As the first book of a trilogy The Hunger Games does an excellent job of setting the stage. The history is laid out, the reason for the games, and other things of that nature are explained in an interesting way, though there are a few places where she resorts to infodumping rather than having the history lessons incorporated more solidly into the story. For the most part Collins understands that a character who has grown up with the Hunger Games all her life is not going to sit down and explain the whole thing to herself in her head for our benefit. Though there are some places where the info is just dumped on us, they are few and far between, and Collins uses memories and the interactions of the characters to paint the picture of the world for us most of the time.

Collins takes an idea that is not altogether original and puts her own spin on it, making something that is old and tired interesting again. Katniss is a very well developed and likable character who has to deal with some very real and harsh dilemmas. Peeta is more of a stereotype, but in this story his character works pretty well. Using stereotypes is not an unforgivable sin, and a good writer can make a stereotype both likable and realistic. When stereotypes are used well they can make a story where the reader can only see the world through the eyes of a single character like this one feel much more real. Stereotypes are familliar, and when there isn't a lot of time and interaction between the characters to develop them fully using a stereotype helps the reader to identify more with the character. It is far better to use a stereotype than it is to leave a character vague, wooden and ambiguous.

Though there were several uses of Dues Ex Machina in this story, the most glaring and abhorant one was merely a cruel trick, and at the time that it first showed up I was rather annoyed at it, as it removed the sole conflict that Katniss was dealing with. However, it was very powerful when it was taken back, so it worked more to the advantage of the story rather than making it turn out conveniantly happy in the end.

The bad? Like I said earlier, I have tried and failed to read this book three times before finally completing it. The first and most glaring reason is the writing style. I completely and utterly hate it. I am not a big fan of the first person perspective in the first place. In my opinion, having the story told by one of the characters and only seeing things through their eyes gives a very narrow view of the world. I find that the different and often contrasting viewpoints offered by third person to be far more preferable as it fleshes out the world and gives a lot more color to things than you would normally have with first person. Though that is not the reason I hate the style so much. Some of my favorite books are told in first person and I love them despite my dislike for the perspective. The problem with the writing here, and I know that it's just me nitpicking over personal preference, is that it is told in present tense. Normally a story is told in past tense, in first person you have the character telling the story as though he or she is recounting it to you. In third person you have a narrator telling you what happened, and giving you varrying degrees of insight into the hearts and minds of the characters.
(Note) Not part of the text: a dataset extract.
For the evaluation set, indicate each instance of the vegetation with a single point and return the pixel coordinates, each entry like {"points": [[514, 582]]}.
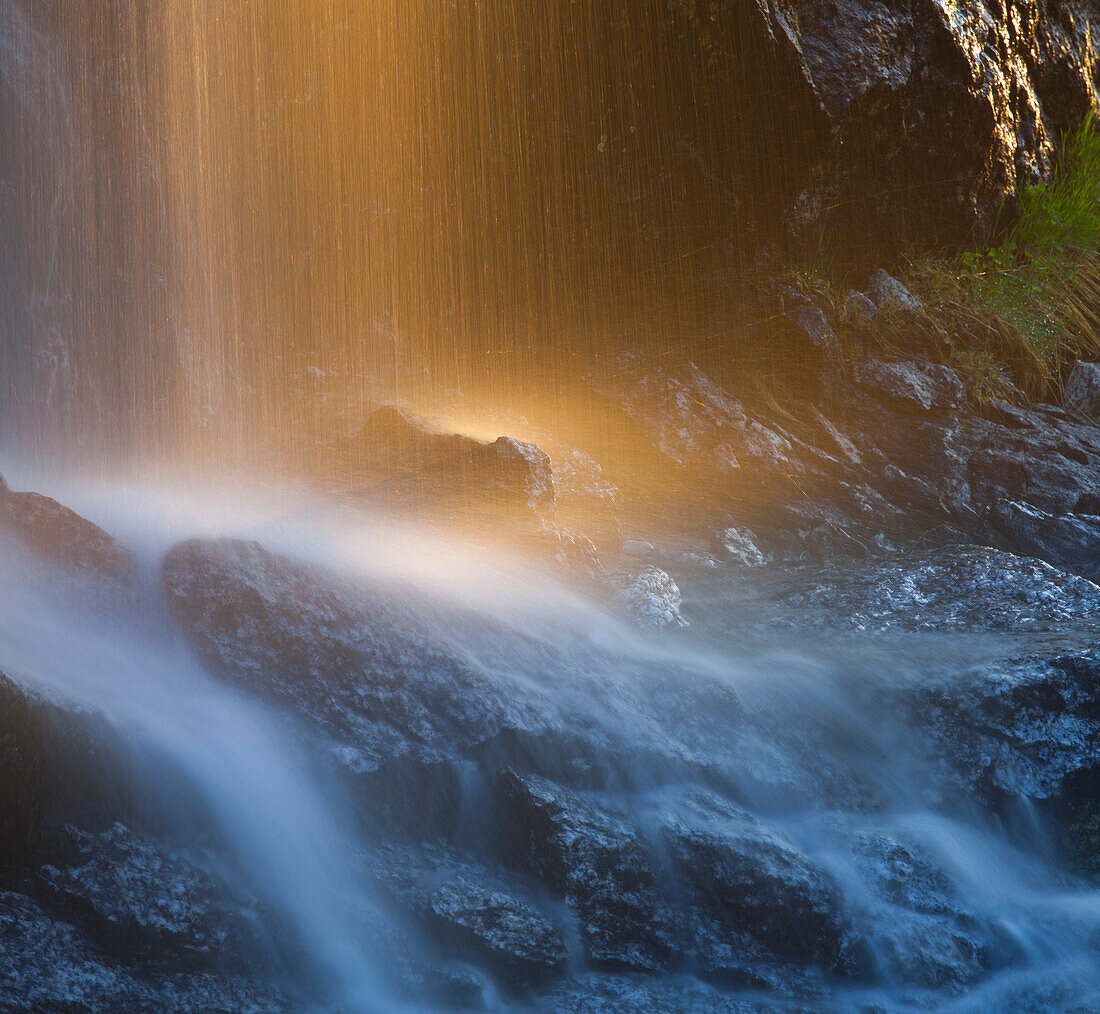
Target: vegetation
{"points": [[1011, 318], [1040, 287]]}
In this book Katniss describes everything to us as it is happening, and that really annoyed me. It was the major reason I put this book down three times, vowing never to finish it. I don't know WHY I dislike it so much, I just do. It was extremely distracting to me, making what would have otherwise been a very good book something that took me a few tries to finally get through. Also there are a few places where the tense is inconsistent, wavering between present and past, and I'm not talking about the flashbacks. This is a problem that I mainly lay at the editor's feet, however, not the writer.

Collins seems to have a bit of a problem with writing action. When exciting things are happening the pacing needs to pick up. The tone needs to change. The reader needs to feel the tension and the danger. However, in this book, a lot of the action scenes are told with the same tone and pacing as scenes where the characters sit down to dinner. Think of it as though the most exciting part of your favorite book is being read to you in complete monotone by Ben Stein. That's what the action scenes in this book feel like to me.

There are several uses of Dues Ex Machina, which, while annoying, do not completely ruin the story. Again, it's just me nitpicking. The real kicker here is that it wouldn't have been possible to call them Dues Ex Machina had Collins developed the idea of Sponsors better before the Games began. Not telling the reader their purpose beforehand basically gives the characters get out of jail free cards out of nowhere. I've been known to use the plot conveniance fairy once or twice in my own writing, and doing so doesn't usually ruin a story if its limited to less important events, however, when all of it could have been avoided with a single sentance explaining what the Sponsors do earlier in the book, that's just bad storytelling.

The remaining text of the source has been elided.